Fantômes de Tanger est une sorte de visite guidée à travers cette ville où tout ce qui peut orienter une vie loin des normes (drogues, sexe, aventure politique, rupture d'identité, passion de l'écriture) se pratique à ciel ouvert et en toute liberté. Joué par un acteur (Laurent Grévill, dont le costume blanc semble venir d'un film de Mankiewicz), le guide en serait ce touriste, déjà lassé de tout mais patient et attentif, chargé par Cozarinsky de nous faire peu à peu découvrir que les fantômes sont d'anciens vivants et que les vivants d'aujourd'hui vivent tout autant de souvenirs, en attendant d'aller les rejoindre.

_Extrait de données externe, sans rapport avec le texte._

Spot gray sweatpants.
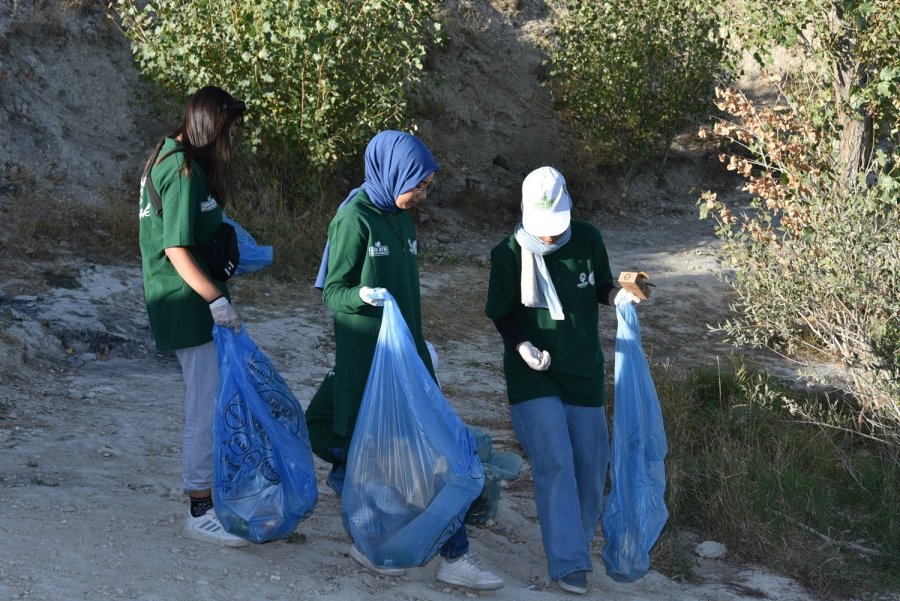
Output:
[175,342,219,491]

_ Comme chacun de ses films, Cozarinsky pratique un cinéma admirablement hybride, qui emprunte à la fois au genre documentaire le plus traditionnel dans la façon qu'il a de filmer à l'ancienne, comme s'il rassemblait des matériaux tournés par d'autres à des fins strictement archiviques, et au genre de la fiction la plus moderne en ce qu'il n'invite jamais à partager que des traces ternies, des objets personnels abandonnés dans la fuite ou dans la mort, des souvenirs lointains mais encore vifs, et au bout du compte cette grande mélancolie de qui trouve ses racines partout et nulle part.
_ Tout cela n'empêche pas l'émotion la plus directe d'advenir sans prévenir, que ce soit dans cette prose opaque susurrée par Paul Bowles, dans cette tranquillité anonyme de chacun au-dessus de la mer, ou encore dans le convoiement tragique en barque de jeunes migrants trop confiants dans leur pilote.

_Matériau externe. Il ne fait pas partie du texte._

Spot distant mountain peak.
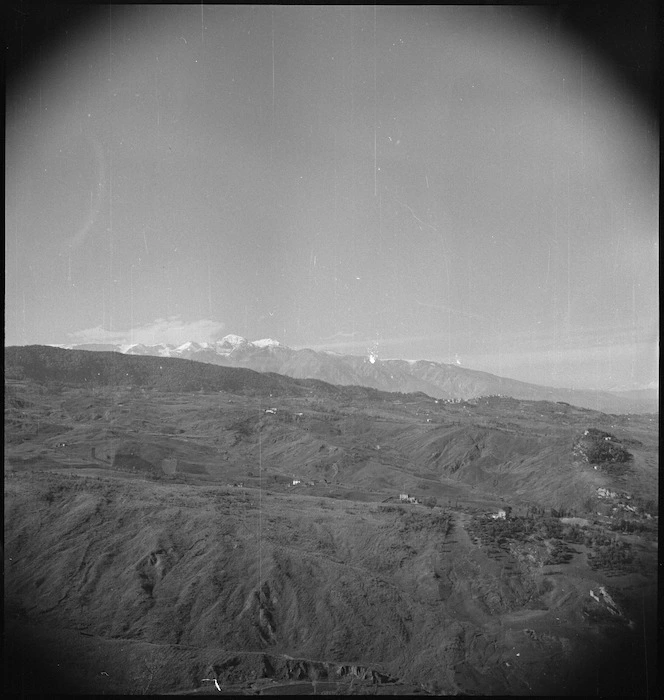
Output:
[252,338,281,348]
[217,333,249,346]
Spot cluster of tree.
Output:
[468,513,585,561]
[580,428,633,464]
[543,539,572,564]
[588,540,635,573]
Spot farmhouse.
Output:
[399,493,419,503]
[491,506,512,520]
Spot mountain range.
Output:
[49,335,659,414]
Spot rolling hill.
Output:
[4,346,658,696]
[53,335,658,413]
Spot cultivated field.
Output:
[4,350,658,696]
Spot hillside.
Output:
[4,348,658,696]
[49,335,658,413]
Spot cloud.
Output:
[69,316,225,345]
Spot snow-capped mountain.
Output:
[49,335,658,413]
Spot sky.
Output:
[5,5,659,390]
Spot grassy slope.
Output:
[5,350,657,694]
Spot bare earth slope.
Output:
[4,351,657,697]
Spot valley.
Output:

_ Le cinéma de Cozarinsky, par son apparente convention d'écriture qui n'impose rien, lui est si naturel qu'il inscrit comme certitude qu'à partir de n'importe quel sujet de commande, il sait en même temps suggérer les émotions les plus communes sans être ni banal ni rhétorique, et relier chaque destinée singulière qu'il entrevoit à la grande ombre traînante de l'Histoire qui continue d'avancer.